Feed price is strong every day… Goryeo industry high price, Hanil feed 27%↑
Feed stocks are rising day after day as international grain prices soar due to the prolonged Russian invasion of Ukraine.
As of 10:17 am on the 22nd, Koryo Industrial was traded at 5,410 won, a new high. The price is up nearly 30% from the previous day, the highest increase in the same industry. Hanil feed also traded at 12,900 won, up about 27% from the previous day. It also recorded an upper limit of 13,300 won at the beginning of the market. It closed at the upper limit for three consecutive trading days, and trading was suspended for one day on the 20th. In addition, other feed-related stocks are also strong, such as Hantop (29%), Sajo Dongawon (21%), and KC Feed (16%). The stock price of Hyundai Feed, acquired by Canaryabai, rose to an all-time high of 174,000 won on April 20.
The surge in domestic feed stocks is believed to be due to expectations that an increase in sales prices will lead to improved earnings at feed companies due to a rise in grain prices. Grain prices are expected to continue to rise in 2Q due to deterioration in supply and demand due to the prolonged war. In the case of feed, it is affected by the price of grain, which is a raw material. Rising Korea Rural Economic Research Institute Agricultural Observation Center predicted that the price of edible grains will increase by 43.7% in the second quarter of this year compared to the previous year.

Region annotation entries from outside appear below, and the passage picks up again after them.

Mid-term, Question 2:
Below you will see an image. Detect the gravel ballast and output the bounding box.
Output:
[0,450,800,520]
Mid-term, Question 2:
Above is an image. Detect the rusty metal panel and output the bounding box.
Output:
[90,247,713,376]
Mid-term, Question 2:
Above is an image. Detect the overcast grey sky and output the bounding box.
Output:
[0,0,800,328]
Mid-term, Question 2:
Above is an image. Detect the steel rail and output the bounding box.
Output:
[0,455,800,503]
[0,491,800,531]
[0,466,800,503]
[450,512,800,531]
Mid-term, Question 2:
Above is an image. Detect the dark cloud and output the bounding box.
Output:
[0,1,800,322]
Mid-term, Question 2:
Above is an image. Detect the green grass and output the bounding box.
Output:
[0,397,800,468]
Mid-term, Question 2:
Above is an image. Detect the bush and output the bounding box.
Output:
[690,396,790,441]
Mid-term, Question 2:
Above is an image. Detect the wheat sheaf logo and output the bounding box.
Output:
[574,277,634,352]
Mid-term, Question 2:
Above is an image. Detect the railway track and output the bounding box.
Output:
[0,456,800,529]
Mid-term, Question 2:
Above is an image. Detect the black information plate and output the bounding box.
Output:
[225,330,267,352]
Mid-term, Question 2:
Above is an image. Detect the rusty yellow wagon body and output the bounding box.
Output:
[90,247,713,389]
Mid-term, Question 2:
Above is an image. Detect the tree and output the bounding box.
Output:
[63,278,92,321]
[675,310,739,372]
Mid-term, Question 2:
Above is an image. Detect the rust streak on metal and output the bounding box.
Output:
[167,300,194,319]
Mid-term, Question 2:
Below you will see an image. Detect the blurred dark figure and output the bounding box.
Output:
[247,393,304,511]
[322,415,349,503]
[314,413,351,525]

On the Chicago Mercantile Exchange (CBOT), corn futures for delivery in July recorded $8.04 per bushel (about 25.4 kg) on the 18th (local time), exceeding $8 for the first time since September 2012. The price, which was around $6 per bushel in January of this year, has soared by more than 30% in four months. Russia and Ukraine both account for about 20% of the world’s corn supply. Wheat and soybean prices also rose 43% and 26%, respectively, from the beginning of the year. The Food and Agriculture Organization of the World (FAO) predicts that wheat and corn prices could rise by 10% to 20% from current levels in 2022-2023.
The price of imported wheat in March exceeded $400 per ton for the first time since the 2008 global financial crisis. The price is 54.3% higher than in March 2020, the early days of COVID-19. The domestic industry imports wheat for feed from Russia and Ukraine. As of last year, Russia and Ukraine accounted for 30% of world wheat exports. Hwang Byeong-jin, a researcher at NH Investment & Securities, said, “The uncertainty of Russia-Ukraine production, which accounts for 30% of global exports, and the recent issue of worsening winter crops in the US will extend the short-term price strength of agricultural products.”